An August 2022 progress report by the Auditor General on the implementation of repairs of schools damaged by the floods in KZN identified 356 schools needing repairs and estimated the total cost of these repairs to be R235 million. With this costing in mind, the MTBPS only allocates enough additional funding to support 144 repair projects at flood-impacted schools, only meeting less than half of the reported need for school repairs and refurbishments.

Other costing data from the Department of Basic Education in October 2022 shows that, on average, school maintenance or repair projects cost R26 million per school, which would mean that the additional funding could only support nine repair projects.

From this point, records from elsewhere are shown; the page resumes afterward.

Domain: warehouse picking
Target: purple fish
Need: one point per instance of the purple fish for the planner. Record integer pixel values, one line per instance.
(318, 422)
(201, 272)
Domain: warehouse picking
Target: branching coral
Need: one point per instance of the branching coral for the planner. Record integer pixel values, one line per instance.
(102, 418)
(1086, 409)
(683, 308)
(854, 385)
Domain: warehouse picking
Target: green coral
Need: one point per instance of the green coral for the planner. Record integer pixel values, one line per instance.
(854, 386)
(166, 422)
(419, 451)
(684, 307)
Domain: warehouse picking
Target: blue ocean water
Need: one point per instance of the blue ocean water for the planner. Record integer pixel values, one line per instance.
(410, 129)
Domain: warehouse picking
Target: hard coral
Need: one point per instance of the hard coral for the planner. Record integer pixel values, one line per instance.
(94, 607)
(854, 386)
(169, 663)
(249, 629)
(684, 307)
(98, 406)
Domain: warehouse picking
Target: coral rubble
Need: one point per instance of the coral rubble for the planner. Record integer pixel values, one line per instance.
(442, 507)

Some schools in KZN and the Eastern Cape may – as schools in Limpopo have done – have to wait for funding to be made available for infrastructure repairs that they need.

These costing estimates suggest that Treasury’s response to the impacts of climate change on school infrastructure is little more than a band-aid on a wide wound, not supporting comprehensive climate resilience.

Adequate sanitation

In addition to classroom infrastructure, the climate crisis will increasingly affect water security and quality at schools. Most water-borne bacteria causing infections thrive in warmer temperatures like South Africa’s climate, making the nearly 6 000 South African schools which have an unreliable water supply and over 5 000 which still have pit toilets vulnerable to outbreaks of infection. For schools to be climate-resilient and healthy learning environments, it is important that financial resources are directed to equipping them with adequate sanitation and eradicating pit latrines.

But trends with education spending over the past few years do not reflect promising outlooks for equipping the sector to handle these challenges. Research by the Public Economy Project at the University of the Witwatersrand has found that basic education spending has been reduced from R20 000 per learner in 2009 to a mere R16 500 per learner by 2021, in real terms since 2015. The research estimates that if the current trajectory of “fiscal consolidation” continues, real spending per learner could fall to R14 000 per learner per year.

In addition to the quantum of education spending in South Africa, underspending continues to plague provincial budgets, which UNICEF has attributed mainly due to supply chain management problems (procurement) and pressures associated with cash flow challenges. Equal education has reported that government spending per learner on basic education decreased by an average of 2.3% between 2009 and 2018. In the context of worsening climate crisis, underspending on basic education compromises the ability of the Department of Basic Education and the Provincial Education Departments to realise learners’ right to basic education. As provincial education departments develop their annual spending plans for 2023, it is important that these factor in adaptations to climate change.

In the face of an ensuing climate crisis, the South African school system must be equipped with the ability to mitigate its threat to education attainment through improved quantity and quality of spending. The effects of climate change on basic education infrastructure must be costed by Treasury and the Department of Basic Education, with inputs from civil society, so that we “climate-proof” schools for both current and future learners.

– Tshidi Lencoasa is a Budget Researcher at Section27. Julia Chaskalson is a Research and Advocacy officer at Section27.